At their July 20 meeting council approved an $800,000 plan to upgrade the treatment process and move it partly indoors, where the odors can be contained and filtered, but neighbours and trail-users are sensitized to the issue, and it may be hard to persuade them that a solution – other than an outright move of the operation – can be achieved.

“I still have reservations about the location,” Mayor Aaron Stone said as Council was preparing to approve an agreement that would put $570,000 in federal funding in place to go ahead with a project to “construct a composting facility at the public works yard, including odour control, building and equipment by June 30, 2017.”

“I still have serious pause about putting this facility in the heart of a residential community that borders the Holland Creek trail,” Stone said.

Presently sludge from Ladysmith’s sewage treatment plant, at the foot of Oyster Cove Road, is centrifuged then trucked up to the public works yard, where the next stages of the composting process begin. Immediately after the transfer is the most ‘volatile’ stage of the process, Manson explained during a tour of the operation he invited the Chronicle to take.

At this stage the process is at times proceeding too quickly for the piles to be oxygenated, which leads to the anaerobic composting that causes odours. Enclosing that part of the operation would dramatically reduce instances of bad odour associated with the process.

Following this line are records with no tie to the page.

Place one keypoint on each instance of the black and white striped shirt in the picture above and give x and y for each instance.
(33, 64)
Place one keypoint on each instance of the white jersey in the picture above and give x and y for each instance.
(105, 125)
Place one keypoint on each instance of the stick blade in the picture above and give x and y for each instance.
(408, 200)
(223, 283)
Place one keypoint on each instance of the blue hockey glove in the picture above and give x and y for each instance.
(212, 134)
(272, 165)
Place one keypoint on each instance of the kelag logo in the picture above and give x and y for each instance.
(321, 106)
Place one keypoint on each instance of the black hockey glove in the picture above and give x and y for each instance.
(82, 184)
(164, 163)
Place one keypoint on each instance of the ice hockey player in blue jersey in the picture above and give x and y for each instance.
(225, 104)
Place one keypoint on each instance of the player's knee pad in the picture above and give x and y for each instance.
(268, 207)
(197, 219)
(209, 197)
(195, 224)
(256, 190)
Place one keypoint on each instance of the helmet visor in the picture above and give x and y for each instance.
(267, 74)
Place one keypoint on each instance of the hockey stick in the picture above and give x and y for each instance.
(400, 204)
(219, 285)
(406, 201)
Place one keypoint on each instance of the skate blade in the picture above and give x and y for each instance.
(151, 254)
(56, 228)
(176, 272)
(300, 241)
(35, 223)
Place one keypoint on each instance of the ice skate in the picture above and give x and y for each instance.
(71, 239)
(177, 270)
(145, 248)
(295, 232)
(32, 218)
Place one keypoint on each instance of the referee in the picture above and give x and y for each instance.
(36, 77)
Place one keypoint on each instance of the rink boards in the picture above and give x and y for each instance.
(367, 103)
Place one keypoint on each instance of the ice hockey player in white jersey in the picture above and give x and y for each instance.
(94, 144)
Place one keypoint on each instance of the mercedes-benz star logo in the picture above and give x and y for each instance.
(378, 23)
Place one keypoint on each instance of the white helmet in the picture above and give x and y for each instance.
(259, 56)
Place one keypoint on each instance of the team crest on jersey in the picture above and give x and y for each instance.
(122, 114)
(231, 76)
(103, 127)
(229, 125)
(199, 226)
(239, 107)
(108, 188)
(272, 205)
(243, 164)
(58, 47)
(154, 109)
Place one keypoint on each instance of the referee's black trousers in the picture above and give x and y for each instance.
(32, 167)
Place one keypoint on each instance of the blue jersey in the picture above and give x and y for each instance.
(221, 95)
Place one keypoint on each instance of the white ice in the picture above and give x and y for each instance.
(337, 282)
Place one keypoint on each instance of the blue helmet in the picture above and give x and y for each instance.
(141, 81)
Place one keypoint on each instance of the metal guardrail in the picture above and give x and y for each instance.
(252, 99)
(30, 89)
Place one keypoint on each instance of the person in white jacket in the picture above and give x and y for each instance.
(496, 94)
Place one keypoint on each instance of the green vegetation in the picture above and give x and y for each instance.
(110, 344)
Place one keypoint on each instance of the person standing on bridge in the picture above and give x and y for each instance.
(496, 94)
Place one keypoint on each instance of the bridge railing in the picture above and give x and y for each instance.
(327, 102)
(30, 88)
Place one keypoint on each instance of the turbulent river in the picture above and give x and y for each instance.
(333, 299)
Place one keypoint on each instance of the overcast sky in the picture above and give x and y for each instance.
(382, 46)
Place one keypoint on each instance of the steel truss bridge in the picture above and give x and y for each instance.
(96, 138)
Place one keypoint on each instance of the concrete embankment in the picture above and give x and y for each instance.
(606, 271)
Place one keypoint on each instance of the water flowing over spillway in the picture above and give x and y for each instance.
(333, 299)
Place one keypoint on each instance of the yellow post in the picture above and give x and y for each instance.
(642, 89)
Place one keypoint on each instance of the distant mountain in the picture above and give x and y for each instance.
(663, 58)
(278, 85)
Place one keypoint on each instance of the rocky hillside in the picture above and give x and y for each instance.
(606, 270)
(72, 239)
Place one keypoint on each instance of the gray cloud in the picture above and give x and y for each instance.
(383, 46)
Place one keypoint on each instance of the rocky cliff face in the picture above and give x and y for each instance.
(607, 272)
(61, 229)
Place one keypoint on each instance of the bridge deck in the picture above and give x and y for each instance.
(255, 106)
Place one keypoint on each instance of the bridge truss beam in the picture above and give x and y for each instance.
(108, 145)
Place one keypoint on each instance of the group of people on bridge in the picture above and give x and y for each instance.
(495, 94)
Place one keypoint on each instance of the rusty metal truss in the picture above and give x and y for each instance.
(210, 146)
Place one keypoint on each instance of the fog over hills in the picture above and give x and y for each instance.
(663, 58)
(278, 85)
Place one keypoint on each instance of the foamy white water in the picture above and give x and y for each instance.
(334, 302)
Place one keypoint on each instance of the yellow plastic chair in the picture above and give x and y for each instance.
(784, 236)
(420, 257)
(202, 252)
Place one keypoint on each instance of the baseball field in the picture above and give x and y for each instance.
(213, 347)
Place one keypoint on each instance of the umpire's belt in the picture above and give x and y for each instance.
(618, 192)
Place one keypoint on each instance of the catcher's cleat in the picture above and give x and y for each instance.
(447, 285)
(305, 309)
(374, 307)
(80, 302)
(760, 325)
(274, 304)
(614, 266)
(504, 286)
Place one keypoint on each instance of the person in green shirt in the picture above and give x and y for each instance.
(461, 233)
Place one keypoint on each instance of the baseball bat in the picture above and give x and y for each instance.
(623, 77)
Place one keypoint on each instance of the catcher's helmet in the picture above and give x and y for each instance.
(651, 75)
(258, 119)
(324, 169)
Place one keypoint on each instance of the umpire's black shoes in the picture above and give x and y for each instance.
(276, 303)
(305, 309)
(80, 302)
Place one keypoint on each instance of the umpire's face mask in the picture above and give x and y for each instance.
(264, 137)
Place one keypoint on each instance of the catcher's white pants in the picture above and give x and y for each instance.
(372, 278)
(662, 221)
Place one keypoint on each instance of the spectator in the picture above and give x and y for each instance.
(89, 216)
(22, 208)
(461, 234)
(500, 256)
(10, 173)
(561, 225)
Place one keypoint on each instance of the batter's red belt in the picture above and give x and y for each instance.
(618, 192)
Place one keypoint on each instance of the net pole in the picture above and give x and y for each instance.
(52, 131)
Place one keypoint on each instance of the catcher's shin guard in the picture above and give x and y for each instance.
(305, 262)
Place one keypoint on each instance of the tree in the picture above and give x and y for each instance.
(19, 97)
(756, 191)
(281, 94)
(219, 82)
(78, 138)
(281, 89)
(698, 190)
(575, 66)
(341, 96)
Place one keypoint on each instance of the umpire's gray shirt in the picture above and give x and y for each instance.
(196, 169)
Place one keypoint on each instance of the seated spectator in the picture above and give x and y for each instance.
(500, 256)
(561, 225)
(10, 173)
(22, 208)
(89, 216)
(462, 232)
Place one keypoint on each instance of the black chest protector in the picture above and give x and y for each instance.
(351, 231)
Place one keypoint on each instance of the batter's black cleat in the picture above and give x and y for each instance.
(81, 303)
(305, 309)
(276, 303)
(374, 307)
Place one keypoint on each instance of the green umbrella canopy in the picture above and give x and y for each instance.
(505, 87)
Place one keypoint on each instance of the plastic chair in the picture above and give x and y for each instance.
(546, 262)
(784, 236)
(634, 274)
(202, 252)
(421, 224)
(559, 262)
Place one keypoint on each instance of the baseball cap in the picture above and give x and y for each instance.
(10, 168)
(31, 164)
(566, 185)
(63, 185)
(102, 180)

City Manager Ruth Malli said approval was needed to secure funding to go ahead with the project, but assured council that the question of where the bio-solids composting operation will ultimately be located remains under consideration.

“We will continue to pursue other locations,” she said. “This is the location we have at this time. If we don’t enter into the agreement, then we don’t have funding for anything.”

Manson explained at the council meeting that the municipality won’t be committed to keeping its composting operations at the public works yard, even if it goes ahead with the upgrade. The main element of the project will be a plastic covered metal structure, which can be moved relatively inexpensively if a new location is eventually found.

“Certainly we would not look at any investment that would not be transferable from that site,” he said, echoing Malli’s acknowledgement  that staff have been given “clear direction to look for another location.”

Manson is clear on that directive, too, but believes if another site can’t be found, and the operation remains at the public works yard, moving the volatile phase indoors would minimize the odour problem.

Wherever the final location, Ladysmith has no choice but to treat sludge generated at its water treatment plant. “We are obliged to treat those solids,” Malli said, adding that the grant money will allow the town to do a better job of it.

“This is actually a good-news story,” she said. “We approached the CVRD to get this grant and it’s one of the highest priorities of the Town of Ladysmith.”

It’s good news in terms of the final product, too, Manson said.

“Topsoil is really hard to find here on Vancouver Island,” he said. “It’s expensive.”

Ladysmith solves its sewage treatment problem and generates a source of much needed Class A topsoil for municipal operations by composting.

“It’s really a good solution because we know we get a really good product at the end of it,” he said.